Dale was lucky. He’s a good rider, but it helped that there was no cliff at the edge of the corner, no stone wall or trees. Would ABS have helped? Hard to say. He did a pretty good job of threshold braking the bike to a near stop before he motocrossed on over the lip of the road. But it looked like he was working a lot harder than I was.

And speaking of work, never has a muddy four-foot road embankment looked so steep, nor a sportbike so large, with so few useful places to grab hold.

Luckily, there was a huge, strapping French trout fisherman nearby and he came over to give us a hand.

With his help, and a little skillful tirespinning by Dale, we were back on the road in no time. We left the friendly Frenchman to his own rural paradise and headed out on ours, somewhat mud-spattered and slightly detuned. I hate gravel.

But I do like ABS. At least on a touring bike, and two-up in particular.

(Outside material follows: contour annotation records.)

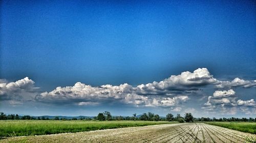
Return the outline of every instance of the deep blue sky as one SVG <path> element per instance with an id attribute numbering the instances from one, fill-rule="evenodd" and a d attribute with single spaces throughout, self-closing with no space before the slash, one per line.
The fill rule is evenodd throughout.
<path id="1" fill-rule="evenodd" d="M 202 67 L 256 79 L 255 1 L 3 1 L 0 78 L 28 76 L 42 92 L 136 86 Z"/>

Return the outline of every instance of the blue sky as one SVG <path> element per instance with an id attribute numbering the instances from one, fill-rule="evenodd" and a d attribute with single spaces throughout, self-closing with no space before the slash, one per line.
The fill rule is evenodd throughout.
<path id="1" fill-rule="evenodd" d="M 195 115 L 203 116 L 209 112 L 203 108 L 208 97 L 212 96 L 216 91 L 235 92 L 233 96 L 236 99 L 226 97 L 230 102 L 223 104 L 236 102 L 238 105 L 238 100 L 254 100 L 255 6 L 252 1 L 3 1 L 0 79 L 5 79 L 1 82 L 6 85 L 3 84 L 0 89 L 1 110 L 35 115 L 94 116 L 106 109 L 115 115 L 130 115 L 136 110 L 138 113 L 152 111 L 165 115 L 193 108 Z M 76 100 L 69 98 L 72 92 L 68 92 L 70 96 L 67 96 L 68 93 L 59 95 L 66 98 L 65 104 L 60 104 L 57 99 L 53 102 L 54 95 L 49 94 L 39 98 L 40 100 L 37 98 L 42 96 L 42 93 L 49 93 L 57 87 L 73 87 L 77 82 L 92 87 L 119 86 L 127 83 L 136 88 L 141 84 L 160 82 L 183 72 L 194 73 L 202 68 L 207 69 L 202 75 L 206 75 L 211 80 L 209 75 L 213 75 L 218 81 L 208 81 L 203 85 L 189 84 L 197 90 L 190 90 L 189 93 L 187 89 L 177 93 L 174 87 L 170 89 L 169 87 L 162 88 L 155 84 L 153 87 L 158 89 L 155 89 L 158 91 L 155 91 L 157 94 L 154 97 L 149 95 L 148 91 L 143 91 L 146 93 L 143 96 L 139 94 L 139 97 L 133 97 L 130 100 L 124 99 L 128 94 L 138 95 L 137 90 L 128 93 L 124 92 L 121 95 L 118 94 L 121 97 L 111 97 L 106 102 L 96 100 L 99 98 L 97 92 L 91 93 L 93 96 L 90 99 L 84 93 L 79 93 L 82 97 Z M 13 89 L 5 89 L 9 83 L 16 83 L 26 77 L 29 78 L 24 81 L 29 85 L 26 88 L 16 85 L 15 91 Z M 222 88 L 216 87 L 216 84 L 222 85 L 224 81 L 231 82 L 237 77 L 245 82 L 236 80 L 236 86 L 233 82 L 233 84 Z M 197 82 L 205 81 L 199 80 Z M 175 82 L 174 81 L 168 82 Z M 245 83 L 251 85 L 244 88 Z M 175 84 L 175 88 L 185 86 L 181 84 Z M 166 95 L 168 92 L 172 95 Z M 112 96 L 116 94 L 109 93 Z M 15 95 L 15 98 L 10 95 Z M 31 95 L 31 98 L 29 99 L 27 95 Z M 163 105 L 163 101 L 167 99 L 162 98 L 174 99 L 181 96 L 187 96 L 188 99 L 180 102 L 175 98 L 175 105 Z M 20 96 L 25 99 L 17 100 L 20 98 L 17 97 Z M 151 103 L 144 103 L 142 105 L 135 103 L 136 98 L 144 97 L 148 98 L 147 100 L 157 99 L 161 105 L 152 105 L 150 102 L 153 100 L 143 100 Z M 119 101 L 120 99 L 125 101 Z M 79 103 L 84 105 L 77 105 Z M 255 104 L 247 106 L 246 103 L 243 106 L 237 105 L 236 109 L 233 104 L 225 105 L 225 109 L 221 108 L 223 115 L 214 116 L 255 117 Z M 26 106 L 28 104 L 33 105 L 33 107 Z M 217 110 L 219 105 L 215 105 L 214 109 Z M 181 109 L 175 112 L 175 108 Z M 227 112 L 226 109 L 231 108 L 236 110 L 236 113 L 225 113 Z M 247 109 L 250 111 L 246 114 Z M 201 113 L 203 112 L 205 112 Z"/>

: This little episode was the second time

on a European tour that anti-lock braking has pulled my fat out of the fire, so to speak. A few years ago, Barb and I were cruising downhill through a foggy, rainsoaked Alpine pass on a BMW RI 100RS when a short mental lapse on my part put us way too fast into a sudden hairpin paved in wet brick. On a “normal” bike, it would have been all over; I would have had no choice but to lay it down and pitch the motorcycle over a precipice, hoping we didn’t slide after it and require parachutes. Instead, I was able to brake hard right up to the outer edge of the road and trail-brake in without falling down.

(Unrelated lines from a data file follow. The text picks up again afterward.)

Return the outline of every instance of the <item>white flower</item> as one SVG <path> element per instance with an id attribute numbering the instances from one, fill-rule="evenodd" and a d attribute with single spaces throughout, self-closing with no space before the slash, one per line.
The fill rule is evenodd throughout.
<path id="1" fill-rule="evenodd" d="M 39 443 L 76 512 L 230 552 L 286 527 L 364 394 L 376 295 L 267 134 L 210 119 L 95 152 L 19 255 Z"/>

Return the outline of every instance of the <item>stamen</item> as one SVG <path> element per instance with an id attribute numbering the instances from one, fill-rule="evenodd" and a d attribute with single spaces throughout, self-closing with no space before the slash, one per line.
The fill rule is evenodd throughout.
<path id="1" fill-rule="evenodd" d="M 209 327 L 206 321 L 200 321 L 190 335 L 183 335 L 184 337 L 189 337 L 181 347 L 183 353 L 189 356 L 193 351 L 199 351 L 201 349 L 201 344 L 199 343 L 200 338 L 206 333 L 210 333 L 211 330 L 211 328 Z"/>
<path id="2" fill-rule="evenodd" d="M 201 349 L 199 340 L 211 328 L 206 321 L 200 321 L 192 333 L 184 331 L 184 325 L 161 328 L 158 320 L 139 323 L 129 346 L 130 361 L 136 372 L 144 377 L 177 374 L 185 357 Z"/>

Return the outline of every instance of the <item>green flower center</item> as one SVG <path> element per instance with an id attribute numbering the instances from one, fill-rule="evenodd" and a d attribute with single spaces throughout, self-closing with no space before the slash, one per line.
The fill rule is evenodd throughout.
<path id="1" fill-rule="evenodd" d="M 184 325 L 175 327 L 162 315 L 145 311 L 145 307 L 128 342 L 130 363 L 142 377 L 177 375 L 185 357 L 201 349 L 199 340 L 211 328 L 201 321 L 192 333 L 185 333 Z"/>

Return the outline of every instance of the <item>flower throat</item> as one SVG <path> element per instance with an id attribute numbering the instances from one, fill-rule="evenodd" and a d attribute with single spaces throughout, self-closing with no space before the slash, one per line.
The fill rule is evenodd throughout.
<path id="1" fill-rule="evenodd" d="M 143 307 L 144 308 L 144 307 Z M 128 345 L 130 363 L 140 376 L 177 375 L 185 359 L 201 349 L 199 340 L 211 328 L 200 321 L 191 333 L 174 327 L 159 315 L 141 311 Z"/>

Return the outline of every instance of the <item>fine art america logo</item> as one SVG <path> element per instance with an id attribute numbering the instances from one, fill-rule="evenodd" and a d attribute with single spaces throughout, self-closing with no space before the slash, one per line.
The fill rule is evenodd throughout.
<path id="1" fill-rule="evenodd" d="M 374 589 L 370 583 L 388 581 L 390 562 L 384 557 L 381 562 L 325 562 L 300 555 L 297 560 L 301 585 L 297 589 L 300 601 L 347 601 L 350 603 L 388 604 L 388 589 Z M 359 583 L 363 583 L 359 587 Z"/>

When accidents don’t happen, your mind tends to paper over the threat quickly and you go on with your ride. But when they do happen, it’s a real drag that you never forget. Fall down hard and you get to re-live it a hundred times in your mind and in the telling of it. (And if you don’t tell of it, you can be sure someone else will.) Go to the hospital and you have even longer to think about it, while enjoying a variety of steamed foods, lukewarm tea in stainless-steel pitchers and your roommate’s superb taste in afternoon TV programs.

ABS is expensive, but you can hardly put a price on not falling down twice. On a modern bike, the cost of hard luggage, a fairing panel and one muffler pretty quickly surpasses the add-on expense of most ABS systems. Not to mention the cost of riding leathers and aspirin. And higher bike insurance.

Come to think of it, not crashing may be one of the best things I know of. Right up there with German beer and French food. And the rest of our trip.

Which took us through the Burgundy wine region to the French GP at Le Mans, with sidetrips to Paris and the majestic island cathedral of Le Mont St. Michel off the coast of Brittany.

I was glad to be there, all week. Miss a corner, and you can miss a lot.